Widen
- Founded: 1948
- Founders: Emily Widen; Arthur Widen;
- Headquarters: Madison, Wisconsin
- Key people: Matthew Gonnering (CEO)
- Website: www.acquia.com/products/acquia-dam

= Widen Enterprises =

Technology company

Widen Enterprises Inc. is a technology company that designs, develops and provides digital asset management and product information management software as well as digital asset management services. The company was founded in 1948 in Madison, Wisconsin by Arthur and Emily Widen, initially as Widen Engraving Co., a plate-engraving business providing printing-plates for newspapers. The company sustained business viability and longevity by adapting its products to technological advances and business model transformation. The company was acquired by Acquia in September 2021 and operates as part of the Acquia Digital Experience platform.

==History==

===1948 – Widen Engraving Co. – Founding and incorporation===

In 1948, Arthur Widen and Emily Widen, spurred on by his experience working in the Madison newspaper industry and backed by her financial support in the form of a $1,500 mortgage, founded Widen Engraving Co. The business initially helped newspapers create newsprint by engraving creative and marketing materials from photographs and type onto zinc and copper plates.

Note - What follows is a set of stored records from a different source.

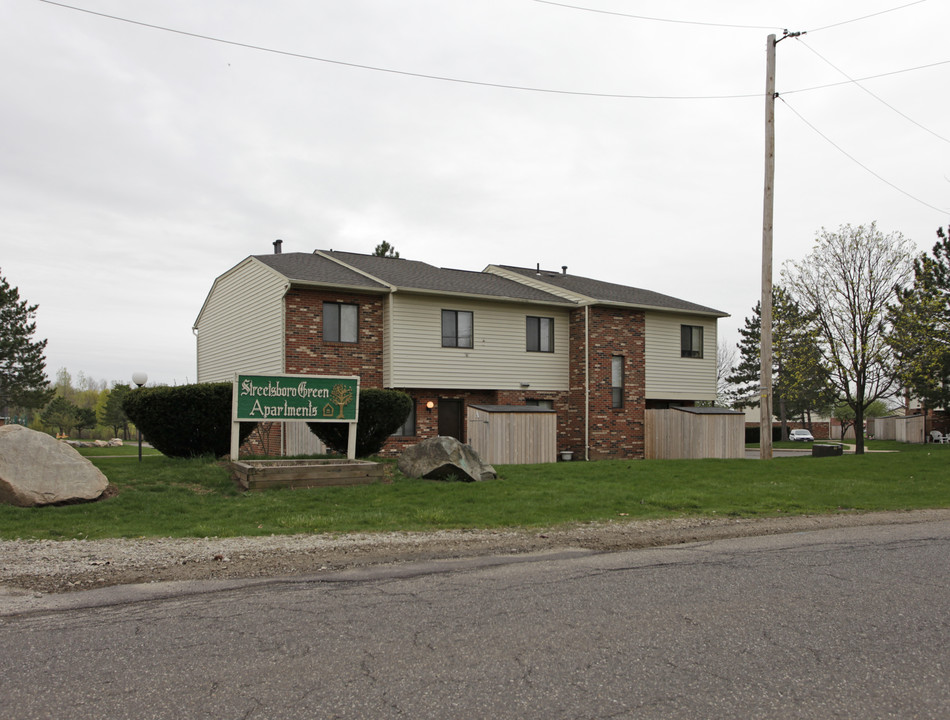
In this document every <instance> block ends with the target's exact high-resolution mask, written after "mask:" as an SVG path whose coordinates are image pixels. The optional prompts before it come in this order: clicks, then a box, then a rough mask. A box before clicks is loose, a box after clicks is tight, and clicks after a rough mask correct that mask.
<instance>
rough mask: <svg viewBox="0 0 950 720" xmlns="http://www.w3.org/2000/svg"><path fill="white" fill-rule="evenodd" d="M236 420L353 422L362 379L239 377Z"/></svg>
mask: <svg viewBox="0 0 950 720" xmlns="http://www.w3.org/2000/svg"><path fill="white" fill-rule="evenodd" d="M234 389H235V392H236V394H237V403H236V409H235V413H236V416H235V418H234V419H235V420H242V421H252V422H262V421H264V420H272V421H283V422H288V421H294V420H298V421H307V422H354V421H356V419H357V408H358V400H359V378H357V377H326V376H308V375H238V376H237V382H236V383H235V388H234Z"/></svg>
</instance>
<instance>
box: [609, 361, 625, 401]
mask: <svg viewBox="0 0 950 720" xmlns="http://www.w3.org/2000/svg"><path fill="white" fill-rule="evenodd" d="M610 407H623V356H622V355H614V356H613V357H612V358H610Z"/></svg>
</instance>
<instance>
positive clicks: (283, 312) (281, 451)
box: [274, 243, 290, 457]
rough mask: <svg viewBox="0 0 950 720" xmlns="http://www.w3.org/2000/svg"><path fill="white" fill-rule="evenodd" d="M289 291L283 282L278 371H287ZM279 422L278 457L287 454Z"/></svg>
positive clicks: (282, 432) (281, 302) (275, 244)
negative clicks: (279, 444)
mask: <svg viewBox="0 0 950 720" xmlns="http://www.w3.org/2000/svg"><path fill="white" fill-rule="evenodd" d="M274 249H275V250H277V251H279V250H280V246H279V245H277V243H274ZM289 292H290V282H286V283H284V292H283V293H282V294H281V296H280V371H281V372H287V293H289ZM286 424H287V423H281V424H280V457H284V455H286V454H287V438H286V437H285V436H284V425H286Z"/></svg>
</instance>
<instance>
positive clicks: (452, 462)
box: [397, 435, 498, 482]
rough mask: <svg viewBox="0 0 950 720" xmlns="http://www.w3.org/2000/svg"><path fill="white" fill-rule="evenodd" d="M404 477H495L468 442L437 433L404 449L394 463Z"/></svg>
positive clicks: (483, 477)
mask: <svg viewBox="0 0 950 720" xmlns="http://www.w3.org/2000/svg"><path fill="white" fill-rule="evenodd" d="M397 465H398V467H399V472H401V473H402V474H403V475H405V476H406V477H424V478H428V479H430V480H450V479H452V478H456V479H458V480H464V481H468V482H471V481H477V480H491V479H493V478H496V477H498V474H497V473H496V472H495V468H493V467H492V466H491V465H488V464H486V463H483V462H482V459H481V458H480V457H478V453H476V452H475V451H474V450H472V447H471V446H470V445H464V444H462V443H460V442H459V441H458V440H456V439H455V438H453V437H446V436H444V435H439V436H438V437H434V438H429V439H428V440H423V441H422V442H421V443H419V444H418V445H412V446H411V447H408V448H406V449H405V450H403V452H402V455H400V456H399V462H398V463H397Z"/></svg>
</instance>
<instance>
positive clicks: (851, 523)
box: [0, 509, 950, 596]
mask: <svg viewBox="0 0 950 720" xmlns="http://www.w3.org/2000/svg"><path fill="white" fill-rule="evenodd" d="M948 519H950V509H939V510H916V511H909V512H881V513H862V514H858V513H843V514H834V515H805V516H796V517H781V518H757V519H734V518H733V519H730V518H675V519H664V520H633V521H617V522H608V523H586V524H578V525H571V526H566V527H565V526H561V527H557V528H551V529H547V530H539V529H537V528H532V529H530V530H527V529H509V530H445V531H438V532H425V533H421V532H420V533H412V532H398V533H371V534H326V535H271V536H268V537H235V538H188V539H180V538H145V539H137V540H127V539H109V540H62V541H58V540H2V541H0V596H2V595H18V594H21V593H23V592H30V593H33V594H35V595H36V596H40V595H43V594H48V593H64V592H70V591H76V590H89V589H93V588H101V587H108V586H113V585H126V584H132V583H151V582H164V581H175V580H211V579H246V578H265V577H283V576H293V575H299V574H313V573H320V572H331V571H334V572H335V571H338V570H342V569H349V568H357V567H366V566H372V565H384V564H392V563H400V562H410V561H424V560H437V559H449V558H465V557H481V556H489V555H517V554H523V553H530V552H540V551H550V550H567V549H585V550H589V551H594V552H613V551H621V550H634V549H638V548H646V547H657V546H662V545H675V544H679V543H686V542H694V541H704V540H716V539H722V538H734V537H746V536H751V535H775V534H781V533H792V532H803V531H810V530H819V529H824V528H834V527H851V526H858V525H884V524H898V523H918V522H929V521H934V520H948Z"/></svg>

===1960 - 1990 – Widen Colorgraphics Ltd. – Prepress era===

In 1960, Widen altered their business model by moving beyond the engraving process and began to undertake further prepress activities. The company converted marketing content in the form of photos, illustrations, logos and copy into printed catalogues and advertisements and commenced working with film negatives. A change in its name reflected this transformation, and the company became Widen Colorgraphics Ltd. In 1985, led by Mark Widen, son of founders Arthur and Emily Widen, the company began to focus on colour scanning and printing services.

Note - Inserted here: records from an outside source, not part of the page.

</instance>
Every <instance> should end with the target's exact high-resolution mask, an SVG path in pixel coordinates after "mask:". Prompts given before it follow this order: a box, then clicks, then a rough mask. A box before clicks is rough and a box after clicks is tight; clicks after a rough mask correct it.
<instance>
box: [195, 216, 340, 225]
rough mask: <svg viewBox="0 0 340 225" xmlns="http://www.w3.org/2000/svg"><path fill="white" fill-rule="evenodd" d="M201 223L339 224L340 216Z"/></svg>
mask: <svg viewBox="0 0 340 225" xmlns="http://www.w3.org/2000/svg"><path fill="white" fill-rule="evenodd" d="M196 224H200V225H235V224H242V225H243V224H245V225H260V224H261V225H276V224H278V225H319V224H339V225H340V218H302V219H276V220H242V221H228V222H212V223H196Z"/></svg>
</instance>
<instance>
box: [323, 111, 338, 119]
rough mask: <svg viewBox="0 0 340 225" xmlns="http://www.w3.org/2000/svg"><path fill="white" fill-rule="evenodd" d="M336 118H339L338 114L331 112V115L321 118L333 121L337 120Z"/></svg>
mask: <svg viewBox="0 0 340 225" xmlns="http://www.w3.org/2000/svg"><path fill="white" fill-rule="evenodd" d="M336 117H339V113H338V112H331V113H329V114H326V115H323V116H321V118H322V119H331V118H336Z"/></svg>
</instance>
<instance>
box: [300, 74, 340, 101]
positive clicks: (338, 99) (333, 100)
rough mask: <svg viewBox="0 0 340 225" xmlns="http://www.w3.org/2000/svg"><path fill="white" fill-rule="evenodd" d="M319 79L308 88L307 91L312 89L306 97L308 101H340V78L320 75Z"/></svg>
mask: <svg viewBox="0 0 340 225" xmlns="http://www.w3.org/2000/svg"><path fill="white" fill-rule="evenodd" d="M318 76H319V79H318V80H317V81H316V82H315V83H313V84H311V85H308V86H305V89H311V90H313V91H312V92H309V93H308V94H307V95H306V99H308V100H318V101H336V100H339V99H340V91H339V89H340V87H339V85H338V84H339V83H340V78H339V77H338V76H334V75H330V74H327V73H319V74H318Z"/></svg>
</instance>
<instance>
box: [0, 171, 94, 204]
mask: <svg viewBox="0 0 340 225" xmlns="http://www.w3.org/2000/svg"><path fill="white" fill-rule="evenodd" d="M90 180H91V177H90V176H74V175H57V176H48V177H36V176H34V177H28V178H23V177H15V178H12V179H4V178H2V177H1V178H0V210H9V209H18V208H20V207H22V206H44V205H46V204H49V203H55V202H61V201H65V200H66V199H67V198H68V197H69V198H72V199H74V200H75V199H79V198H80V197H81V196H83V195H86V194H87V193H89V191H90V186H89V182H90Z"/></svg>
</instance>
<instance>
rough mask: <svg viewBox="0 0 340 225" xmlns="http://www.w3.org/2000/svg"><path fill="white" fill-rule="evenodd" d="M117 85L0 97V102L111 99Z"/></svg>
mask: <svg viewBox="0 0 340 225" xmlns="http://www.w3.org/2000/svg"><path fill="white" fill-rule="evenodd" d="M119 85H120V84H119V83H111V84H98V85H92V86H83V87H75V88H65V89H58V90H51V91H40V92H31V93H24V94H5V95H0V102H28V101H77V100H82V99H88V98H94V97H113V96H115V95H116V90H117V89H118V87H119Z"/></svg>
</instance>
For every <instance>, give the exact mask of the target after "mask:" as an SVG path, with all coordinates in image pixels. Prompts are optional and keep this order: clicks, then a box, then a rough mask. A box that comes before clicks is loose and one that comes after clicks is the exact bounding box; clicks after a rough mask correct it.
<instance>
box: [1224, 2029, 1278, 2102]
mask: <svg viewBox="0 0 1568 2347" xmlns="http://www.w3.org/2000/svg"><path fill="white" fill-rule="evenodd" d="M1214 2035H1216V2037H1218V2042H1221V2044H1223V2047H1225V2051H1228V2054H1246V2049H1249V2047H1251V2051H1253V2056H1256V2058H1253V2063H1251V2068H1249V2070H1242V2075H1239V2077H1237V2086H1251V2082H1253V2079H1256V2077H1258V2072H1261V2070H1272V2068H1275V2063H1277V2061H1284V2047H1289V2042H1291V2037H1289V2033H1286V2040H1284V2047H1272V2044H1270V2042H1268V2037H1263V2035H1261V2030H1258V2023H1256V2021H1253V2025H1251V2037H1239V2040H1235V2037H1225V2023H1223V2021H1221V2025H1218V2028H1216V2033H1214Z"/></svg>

===1990 - 2021 – Widen Enterprises Inc. – Digital asset management===

With the advancement of prepress technologies and processes, under Reed Widen, son of Mark Widen, the company embraced digital technology, initially through digital printing and created an internal research and development department to innovate and keep abreast of technological developments in the industry.

Matthew Gonnering was appointed as CEO in 2009 and steered the company further towards the software as a service (SaaS) model. Widen Enterprises has since developed its software into a cloud based digital management hub that allows users to readily access and manage their digital assets and product information data. Alongside the software, the company has focused its efforts on customer experience by offering services to aid in the production and implementation of digital assets, as well as training and consultancy on the digital asset management process.

=== 2021 - Present day – Widen, an Acquia Company – Acquia DAM ===
In September 2021, Widen Enterprises was acquired by Acquia, a software-as-a-service company co-founded by Dries Buytaert and Jay Batson to provide enterprise products, services, and technical support for the open-source web content management platform Drupal.

==Investing in new technologies==

Widen's move away from engraving in the 1960s, was marked by the company's investment in film negatives and photography, such as in the purchase of the first available automated separation camera to embrace the advent of color in the printing industry. In 1985, the company invested $3 million in colour scanners and Scitex equipment, and became the largest Scitex installation in North America.